Эмиль Золя - Западня
Право, в мастерской Нана только пополняла полученное ею воспитание. Ничего не скажешь, дурные наклонности у нее уже были, но общение с кучей девиц, развращенных нуждой и пороком, лишь подливало масла в огонь. И потом они постоянно были вместе, в тесноте, и заражали друг дружку, как одно гнилое яблоко заражает всю корзину. На людях, разумеется, девушки держались прилично: они старались не показывать свою грубость и не болтать непристойностей, — словом, разыгрывали воспитанных барышень. Зато по углам они шептали на ушко приятельницам всякие гадости. Стоило сойтись двум подружкам, как они начинали смеяться и молоть черт знает что. По вечерам они провожали друг друга; и тут начинались такие признания, что у кого угодно волосы встали бы дыбом; цветочницы подолгу простаивали на тротуаре среди уличной сутолоки, возбужденные собственными словами. А девушек вроде Нана, которые еще не сбились с пути, развращал самый воздух мастерской, запах попоек и веселых ночей, принесенный гуляющими работницами в их наскоро заколотых волосах и в юбках, до того измятых, словно они всю ночь провалялись одетые.
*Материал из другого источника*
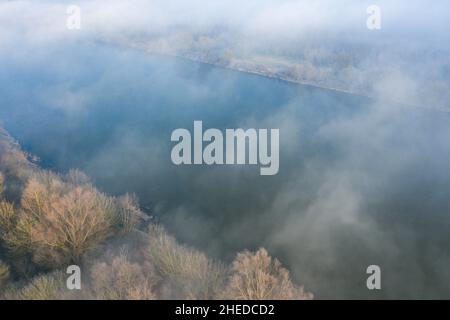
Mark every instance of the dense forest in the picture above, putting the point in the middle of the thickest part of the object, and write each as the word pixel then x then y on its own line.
pixel 49 221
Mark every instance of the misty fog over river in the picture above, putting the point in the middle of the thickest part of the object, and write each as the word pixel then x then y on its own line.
pixel 361 181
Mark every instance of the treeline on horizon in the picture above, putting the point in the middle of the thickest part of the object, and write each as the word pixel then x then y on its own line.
pixel 49 221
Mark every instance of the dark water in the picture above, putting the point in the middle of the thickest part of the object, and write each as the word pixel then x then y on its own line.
pixel 361 182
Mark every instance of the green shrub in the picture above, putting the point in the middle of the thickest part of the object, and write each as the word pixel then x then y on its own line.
pixel 120 279
pixel 4 273
pixel 256 276
pixel 45 287
pixel 59 223
pixel 188 273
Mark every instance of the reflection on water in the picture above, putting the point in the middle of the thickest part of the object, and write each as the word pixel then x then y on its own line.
pixel 360 182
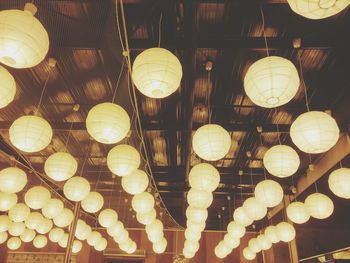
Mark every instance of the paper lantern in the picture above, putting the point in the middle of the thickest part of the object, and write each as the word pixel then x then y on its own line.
pixel 142 203
pixel 108 123
pixel 204 177
pixel 269 193
pixel 281 161
pixel 319 205
pixel 211 142
pixel 7 201
pixel 24 42
pixel 271 81
pixel 12 179
pixel 254 208
pixel 37 197
pixel 52 208
pixel 60 166
pixel 314 132
pixel 199 199
pixel 157 73
pixel 30 133
pixel 285 232
pixel 318 9
pixel 135 183
pixel 19 212
pixel 123 159
pixel 339 182
pixel 107 217
pixel 93 202
pixel 14 243
pixel 40 241
pixel 298 213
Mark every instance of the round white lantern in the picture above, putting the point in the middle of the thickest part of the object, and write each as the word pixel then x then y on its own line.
pixel 12 180
pixel 281 161
pixel 123 159
pixel 37 197
pixel 318 9
pixel 314 132
pixel 30 133
pixel 157 73
pixel 204 177
pixel 142 203
pixel 7 201
pixel 53 208
pixel 60 166
pixel 254 208
pixel 298 213
pixel 269 193
pixel 19 212
pixel 339 182
pixel 135 183
pixel 211 142
pixel 271 82
pixel 319 205
pixel 108 123
pixel 107 217
pixel 285 232
pixel 199 199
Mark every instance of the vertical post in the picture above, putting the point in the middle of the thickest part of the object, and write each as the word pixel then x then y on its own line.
pixel 73 226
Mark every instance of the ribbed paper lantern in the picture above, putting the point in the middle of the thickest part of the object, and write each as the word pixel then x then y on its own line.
pixel 199 199
pixel 108 123
pixel 285 232
pixel 271 82
pixel 60 166
pixel 19 212
pixel 281 161
pixel 37 197
pixel 157 73
pixel 314 132
pixel 211 142
pixel 107 217
pixel 53 208
pixel 142 203
pixel 339 182
pixel 269 193
pixel 318 9
pixel 135 183
pixel 254 208
pixel 12 180
pixel 93 202
pixel 24 42
pixel 319 205
pixel 298 213
pixel 204 177
pixel 30 133
pixel 123 159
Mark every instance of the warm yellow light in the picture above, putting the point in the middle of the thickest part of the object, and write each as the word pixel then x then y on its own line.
pixel 123 160
pixel 108 123
pixel 157 73
pixel 314 132
pixel 211 142
pixel 12 180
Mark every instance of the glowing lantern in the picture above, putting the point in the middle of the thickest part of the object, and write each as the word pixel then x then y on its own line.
pixel 211 142
pixel 108 123
pixel 123 159
pixel 135 183
pixel 12 180
pixel 314 132
pixel 60 166
pixel 30 133
pixel 157 73
pixel 281 161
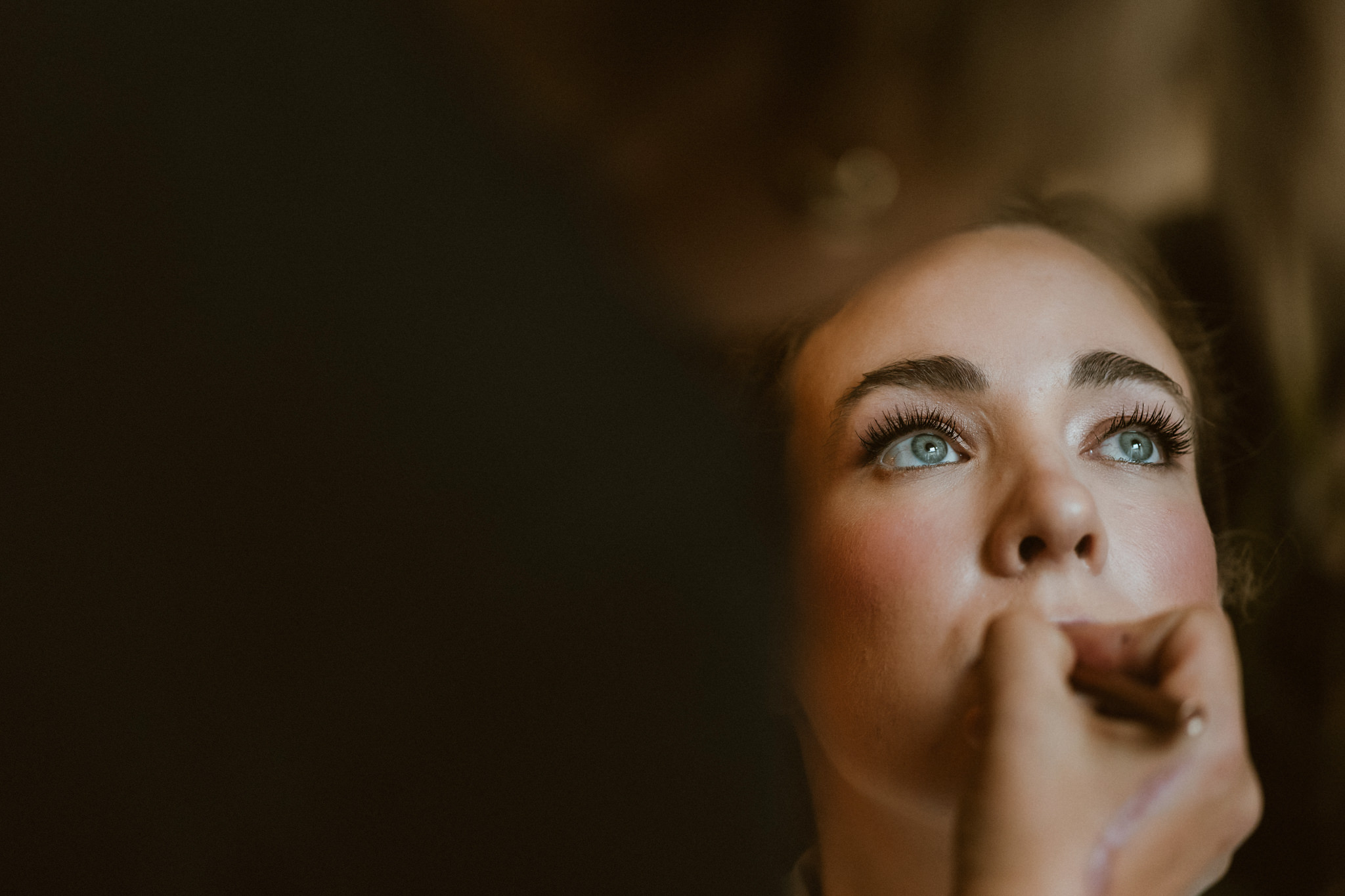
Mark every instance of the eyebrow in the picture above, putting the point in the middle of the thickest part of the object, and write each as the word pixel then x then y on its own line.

Томная вялость после бурной ночи, запавшие глаза, обведенные темными кругами, — г-жа Лера возвышенно называла их «фонарями любви», — развинченная походка и охрипшие голоса — все это говорило о пороке, дыхание которого проносилось над рабочим столом и над хрупкими яркими венчиками искусственных цветов. Нана впитывала в себя этот воздух и с наслаждением терлась возле видавших виды девушек. Она давно уже подсаживалась к долговязой Лизе, о которой говорили, будто она беременна, — и девчонка украдкой посматривала на свою соседку блестящими глазами, как бы ожидая, что та вот-вот раздуется и лопнет. Просветить Нана было довольно трудно: негодница все уже знала, все видела, болтаясь на улице Гут-д’Ор. В мастерской она лишь наблюдала за тем, как поступают подруги, и ее все сильнее подмывало пойти по той же дорожке.
— Здесь можно задохнуться, — прошептала Нана, подходя к окну, словно для того, чтобы поднять жалюзи.
Но она снова высунулась и посмотрела вправо и влево. Тут Леони, наблюдавшая за мужчиной на противоположном тротуаре, воскликнула:
— Взгляните на этого старика! Что ему здесь нужно? Вот уже четверть часа, как он шпионит за нами.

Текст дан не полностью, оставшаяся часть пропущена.